Nas últimas semanas, a Unicamp foi palco de uma forte greve des estudantes por demandas fundamentais e históricas do movimento estudantil, como cotas trans e PCDs, acessibilidade para pessoas com deficiência e neurodivergentes, permanência, bandejão aos finais de semana e o Paviartes. Com mais de 30 cursos em greve, dos campi de Campinas e Limeira, e a ocupação do Instituto de Matemática, Estatística e Computação Científica (IMECC), uma luta que teve LGBTs e negres a frente. Aqui, discorreremos sobre a greve, suas conquistas e também seus entraves, como um balanço da Faísca Revolucionária sobre o conflito.

Juliana Begiatoestudante de Ciências Sociais da UNICAMP

segunda-feira 30 de outubro de 2023 | Edição do dia

1. O argumento que a reitoria escuta é a nossa luta

Com uma forte greve na USP que já ultrapassava três semanas, por contratação de professores e permanência estudantil, ao mesmo tempo em que ocorria a greve des trabalhadores da Unicamp contra o ponto eletrônico, no mesmo dia em que es trabalhadores do Metrô, CPTM e Sabesp fizeram uma greve unificada contra o projeto privatista de Tarcísio, que declarou guerra à população se apoiando no Arcabouço Fiscal do governo Lula-Alckmin, es estudantes da Unicamp também paralisaram.

Durante um dos piquetes, no primeiro período de aula, Rafael Leão, professor bolsonarista do IMECC, levantou uma faca contra um estudante negro do DCE. A partir daí, es estudantes começaram a responder de forma contundente a um ataque tão sério. Se Leão e a reitoria apostavam em colocar medo nes estudantes, a resposta que tiveram foi uma rápida massificação da luta. Nesse mesmo dia, es estudantes decidiram por greve geral em assembleia com milhares de pessoas, lutando por Fora Rafael Leão, pelas cotas trans, paviartes, bandejão aos finais de semana com mais contratações des terceirizades, contra o ponto eletrônico, e ao fim da assembleia, ocupamos o IMECC.

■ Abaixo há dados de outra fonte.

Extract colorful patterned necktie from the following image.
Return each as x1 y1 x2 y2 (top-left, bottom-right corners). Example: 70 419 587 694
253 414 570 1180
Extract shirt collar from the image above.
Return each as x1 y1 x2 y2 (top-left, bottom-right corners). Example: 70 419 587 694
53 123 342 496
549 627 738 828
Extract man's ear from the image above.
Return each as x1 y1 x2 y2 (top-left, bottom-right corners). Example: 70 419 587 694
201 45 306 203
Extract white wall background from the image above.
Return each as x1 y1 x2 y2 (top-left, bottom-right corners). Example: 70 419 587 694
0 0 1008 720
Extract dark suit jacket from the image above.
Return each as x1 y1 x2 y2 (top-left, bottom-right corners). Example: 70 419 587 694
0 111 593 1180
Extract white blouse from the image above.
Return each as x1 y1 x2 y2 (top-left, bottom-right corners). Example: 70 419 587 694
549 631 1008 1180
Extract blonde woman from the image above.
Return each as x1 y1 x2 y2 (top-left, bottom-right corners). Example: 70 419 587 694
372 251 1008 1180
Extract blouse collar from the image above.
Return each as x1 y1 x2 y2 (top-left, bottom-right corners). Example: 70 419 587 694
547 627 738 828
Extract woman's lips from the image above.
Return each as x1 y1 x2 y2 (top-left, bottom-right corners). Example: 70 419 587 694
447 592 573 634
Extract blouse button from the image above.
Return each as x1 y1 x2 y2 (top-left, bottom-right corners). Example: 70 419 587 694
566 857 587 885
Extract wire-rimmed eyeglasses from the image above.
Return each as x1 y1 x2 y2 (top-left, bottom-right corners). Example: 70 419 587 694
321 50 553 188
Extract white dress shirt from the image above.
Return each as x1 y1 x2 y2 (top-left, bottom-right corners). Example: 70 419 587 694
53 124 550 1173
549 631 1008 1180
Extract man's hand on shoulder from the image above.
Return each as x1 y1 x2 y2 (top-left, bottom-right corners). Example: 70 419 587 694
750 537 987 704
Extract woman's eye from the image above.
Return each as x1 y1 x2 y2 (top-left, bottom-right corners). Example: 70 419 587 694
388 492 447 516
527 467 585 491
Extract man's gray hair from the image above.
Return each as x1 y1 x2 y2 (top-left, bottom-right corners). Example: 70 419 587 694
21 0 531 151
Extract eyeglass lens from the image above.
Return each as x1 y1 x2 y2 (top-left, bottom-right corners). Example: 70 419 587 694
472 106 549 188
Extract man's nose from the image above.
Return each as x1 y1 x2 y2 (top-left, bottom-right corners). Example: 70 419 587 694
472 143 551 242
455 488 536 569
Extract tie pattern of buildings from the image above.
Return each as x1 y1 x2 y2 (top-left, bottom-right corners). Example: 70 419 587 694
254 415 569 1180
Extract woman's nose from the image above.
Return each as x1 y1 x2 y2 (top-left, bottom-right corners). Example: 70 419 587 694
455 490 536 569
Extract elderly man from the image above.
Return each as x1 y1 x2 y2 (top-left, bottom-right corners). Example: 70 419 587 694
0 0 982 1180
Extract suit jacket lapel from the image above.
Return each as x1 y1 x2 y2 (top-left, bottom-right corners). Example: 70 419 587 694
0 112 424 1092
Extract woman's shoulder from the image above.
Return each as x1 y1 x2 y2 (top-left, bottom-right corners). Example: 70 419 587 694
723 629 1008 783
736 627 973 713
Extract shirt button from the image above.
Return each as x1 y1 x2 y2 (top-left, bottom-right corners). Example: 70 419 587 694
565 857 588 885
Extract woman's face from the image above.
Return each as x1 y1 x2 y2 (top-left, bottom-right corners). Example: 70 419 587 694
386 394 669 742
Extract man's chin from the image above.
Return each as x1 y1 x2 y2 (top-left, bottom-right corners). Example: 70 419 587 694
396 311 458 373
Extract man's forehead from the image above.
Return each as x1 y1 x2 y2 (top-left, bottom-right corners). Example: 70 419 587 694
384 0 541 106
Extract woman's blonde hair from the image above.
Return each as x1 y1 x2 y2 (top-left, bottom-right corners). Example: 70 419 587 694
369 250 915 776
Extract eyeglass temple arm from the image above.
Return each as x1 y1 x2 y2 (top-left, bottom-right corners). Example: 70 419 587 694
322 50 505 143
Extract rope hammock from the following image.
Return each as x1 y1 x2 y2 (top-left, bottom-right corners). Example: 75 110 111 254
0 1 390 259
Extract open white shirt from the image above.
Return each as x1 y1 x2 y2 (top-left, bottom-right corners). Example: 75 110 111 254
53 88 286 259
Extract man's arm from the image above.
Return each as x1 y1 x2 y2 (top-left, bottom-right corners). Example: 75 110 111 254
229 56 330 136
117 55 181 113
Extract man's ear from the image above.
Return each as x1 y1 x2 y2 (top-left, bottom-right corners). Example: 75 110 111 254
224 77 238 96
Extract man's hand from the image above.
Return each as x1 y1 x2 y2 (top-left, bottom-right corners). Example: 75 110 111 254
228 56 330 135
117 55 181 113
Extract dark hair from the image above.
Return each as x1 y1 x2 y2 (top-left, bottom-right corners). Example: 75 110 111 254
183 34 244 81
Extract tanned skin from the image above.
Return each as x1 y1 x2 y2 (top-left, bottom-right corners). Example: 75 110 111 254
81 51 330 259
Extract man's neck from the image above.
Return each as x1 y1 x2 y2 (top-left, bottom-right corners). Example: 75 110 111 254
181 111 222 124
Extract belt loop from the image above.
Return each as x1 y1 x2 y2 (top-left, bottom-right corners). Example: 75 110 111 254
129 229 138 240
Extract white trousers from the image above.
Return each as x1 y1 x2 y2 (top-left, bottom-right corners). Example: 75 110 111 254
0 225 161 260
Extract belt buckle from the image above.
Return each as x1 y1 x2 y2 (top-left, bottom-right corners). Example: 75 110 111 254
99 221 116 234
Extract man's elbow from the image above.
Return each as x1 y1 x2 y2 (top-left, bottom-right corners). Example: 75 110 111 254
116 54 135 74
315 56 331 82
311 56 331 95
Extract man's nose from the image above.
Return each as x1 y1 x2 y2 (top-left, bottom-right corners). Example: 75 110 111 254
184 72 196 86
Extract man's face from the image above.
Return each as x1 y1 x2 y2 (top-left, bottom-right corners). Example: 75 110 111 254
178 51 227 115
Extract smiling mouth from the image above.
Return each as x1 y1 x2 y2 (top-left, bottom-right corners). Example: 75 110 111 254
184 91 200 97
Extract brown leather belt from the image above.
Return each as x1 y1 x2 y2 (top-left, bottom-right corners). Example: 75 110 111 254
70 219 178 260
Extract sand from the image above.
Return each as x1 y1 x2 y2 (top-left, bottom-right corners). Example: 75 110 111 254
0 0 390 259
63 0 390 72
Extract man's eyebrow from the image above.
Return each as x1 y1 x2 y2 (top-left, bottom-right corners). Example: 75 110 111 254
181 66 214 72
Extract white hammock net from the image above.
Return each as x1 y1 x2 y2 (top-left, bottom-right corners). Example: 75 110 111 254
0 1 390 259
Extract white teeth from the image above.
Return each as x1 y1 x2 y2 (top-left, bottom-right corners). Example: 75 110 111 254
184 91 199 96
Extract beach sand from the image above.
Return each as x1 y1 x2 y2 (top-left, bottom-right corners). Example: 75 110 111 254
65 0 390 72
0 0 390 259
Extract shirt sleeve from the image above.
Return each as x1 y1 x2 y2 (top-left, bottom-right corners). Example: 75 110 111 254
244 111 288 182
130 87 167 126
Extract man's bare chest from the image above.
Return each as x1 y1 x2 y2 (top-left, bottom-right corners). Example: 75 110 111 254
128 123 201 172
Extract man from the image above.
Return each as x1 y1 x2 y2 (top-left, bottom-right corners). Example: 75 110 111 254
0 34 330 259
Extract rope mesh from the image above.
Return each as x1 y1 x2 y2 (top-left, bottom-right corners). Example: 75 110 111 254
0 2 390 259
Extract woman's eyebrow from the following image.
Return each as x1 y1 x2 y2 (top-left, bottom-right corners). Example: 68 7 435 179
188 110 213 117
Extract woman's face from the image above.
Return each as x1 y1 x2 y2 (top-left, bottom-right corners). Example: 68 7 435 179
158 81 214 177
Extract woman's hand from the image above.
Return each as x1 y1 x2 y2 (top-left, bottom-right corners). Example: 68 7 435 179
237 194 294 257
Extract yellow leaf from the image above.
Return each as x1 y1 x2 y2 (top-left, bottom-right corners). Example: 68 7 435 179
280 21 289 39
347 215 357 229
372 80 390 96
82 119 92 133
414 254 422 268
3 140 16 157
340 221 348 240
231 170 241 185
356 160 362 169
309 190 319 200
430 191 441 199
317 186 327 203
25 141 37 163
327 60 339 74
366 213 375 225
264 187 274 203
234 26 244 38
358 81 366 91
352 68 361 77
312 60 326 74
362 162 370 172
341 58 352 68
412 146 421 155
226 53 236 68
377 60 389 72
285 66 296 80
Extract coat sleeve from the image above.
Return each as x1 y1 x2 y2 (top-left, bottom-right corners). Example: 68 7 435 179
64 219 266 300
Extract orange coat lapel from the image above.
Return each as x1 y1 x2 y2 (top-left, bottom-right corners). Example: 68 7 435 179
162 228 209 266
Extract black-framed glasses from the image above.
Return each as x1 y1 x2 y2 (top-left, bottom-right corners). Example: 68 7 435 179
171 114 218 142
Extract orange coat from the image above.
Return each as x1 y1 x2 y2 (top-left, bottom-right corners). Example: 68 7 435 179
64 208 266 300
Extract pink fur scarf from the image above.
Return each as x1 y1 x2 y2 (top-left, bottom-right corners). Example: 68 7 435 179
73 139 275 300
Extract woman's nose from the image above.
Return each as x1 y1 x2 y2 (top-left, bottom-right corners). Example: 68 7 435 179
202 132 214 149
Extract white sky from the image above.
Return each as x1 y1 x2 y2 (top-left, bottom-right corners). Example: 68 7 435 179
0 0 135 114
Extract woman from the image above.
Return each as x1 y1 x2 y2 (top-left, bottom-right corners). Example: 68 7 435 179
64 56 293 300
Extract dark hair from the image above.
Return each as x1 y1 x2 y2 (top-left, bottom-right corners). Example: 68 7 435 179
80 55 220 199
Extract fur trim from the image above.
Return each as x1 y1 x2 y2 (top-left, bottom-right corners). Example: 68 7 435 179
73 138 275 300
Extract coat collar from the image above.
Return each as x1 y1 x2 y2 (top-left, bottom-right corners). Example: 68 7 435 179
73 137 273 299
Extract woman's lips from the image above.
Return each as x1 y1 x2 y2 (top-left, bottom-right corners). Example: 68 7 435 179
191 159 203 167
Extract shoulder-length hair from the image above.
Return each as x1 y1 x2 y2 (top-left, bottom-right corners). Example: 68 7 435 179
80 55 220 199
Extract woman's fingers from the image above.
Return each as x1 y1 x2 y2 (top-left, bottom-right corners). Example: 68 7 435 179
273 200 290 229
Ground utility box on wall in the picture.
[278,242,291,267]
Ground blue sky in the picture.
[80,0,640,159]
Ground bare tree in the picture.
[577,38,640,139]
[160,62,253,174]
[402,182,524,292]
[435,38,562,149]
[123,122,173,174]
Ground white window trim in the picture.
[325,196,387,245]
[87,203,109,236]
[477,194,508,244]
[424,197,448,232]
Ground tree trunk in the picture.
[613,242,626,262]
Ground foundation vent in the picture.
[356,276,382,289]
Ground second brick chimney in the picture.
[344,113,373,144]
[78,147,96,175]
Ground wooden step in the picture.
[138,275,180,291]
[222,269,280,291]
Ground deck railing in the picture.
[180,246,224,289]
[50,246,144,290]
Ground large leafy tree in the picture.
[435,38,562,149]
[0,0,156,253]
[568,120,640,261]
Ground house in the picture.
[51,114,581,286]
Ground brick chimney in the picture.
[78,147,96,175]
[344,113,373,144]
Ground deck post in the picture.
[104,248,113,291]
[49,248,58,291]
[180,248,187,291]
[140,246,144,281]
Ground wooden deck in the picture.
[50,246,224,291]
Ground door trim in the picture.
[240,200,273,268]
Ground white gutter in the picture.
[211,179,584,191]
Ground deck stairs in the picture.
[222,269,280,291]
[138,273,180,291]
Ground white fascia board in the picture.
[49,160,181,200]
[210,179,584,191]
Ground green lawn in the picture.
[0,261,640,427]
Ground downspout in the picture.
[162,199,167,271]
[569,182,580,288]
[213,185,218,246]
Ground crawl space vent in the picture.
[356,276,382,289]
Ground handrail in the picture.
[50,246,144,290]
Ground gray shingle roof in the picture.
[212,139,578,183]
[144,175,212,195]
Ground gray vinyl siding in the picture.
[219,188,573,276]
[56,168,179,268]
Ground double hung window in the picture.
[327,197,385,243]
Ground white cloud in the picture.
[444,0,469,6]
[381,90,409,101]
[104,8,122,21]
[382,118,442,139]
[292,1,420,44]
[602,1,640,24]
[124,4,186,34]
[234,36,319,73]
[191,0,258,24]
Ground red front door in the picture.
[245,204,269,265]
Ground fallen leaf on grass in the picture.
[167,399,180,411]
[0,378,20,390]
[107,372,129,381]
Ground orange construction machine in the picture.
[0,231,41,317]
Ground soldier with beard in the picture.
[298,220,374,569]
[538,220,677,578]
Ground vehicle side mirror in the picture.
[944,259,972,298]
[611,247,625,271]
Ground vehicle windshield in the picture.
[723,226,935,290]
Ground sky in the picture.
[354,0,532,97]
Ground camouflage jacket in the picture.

Uma luta, que se unificada com os setores em greve em SP e com a USP, tentando a unidade das estaduais paulistas, poderia se colocar como uma greve unificada contra o projeto privatista sem precedentes de Tarcísio, pela revogação integral do novo ensino médio, e agora poderia dar um exemplo de apoio aos trabalhadores do metrô, demitidos políticos pelo governador bolsonarista, em punição à greve. Com a força da nossa greve, arrancamos nas mesas de negociação o GT de cotas trans, PCD, os bandejões aos finais de semana e a sinalização de mais bolsas permanência. A reitoria tenta dizer que muitas coisas já estavam sendo encaminhadas, mas a verdade é que o único argumento que a reitoria escuta, é a nossa luta.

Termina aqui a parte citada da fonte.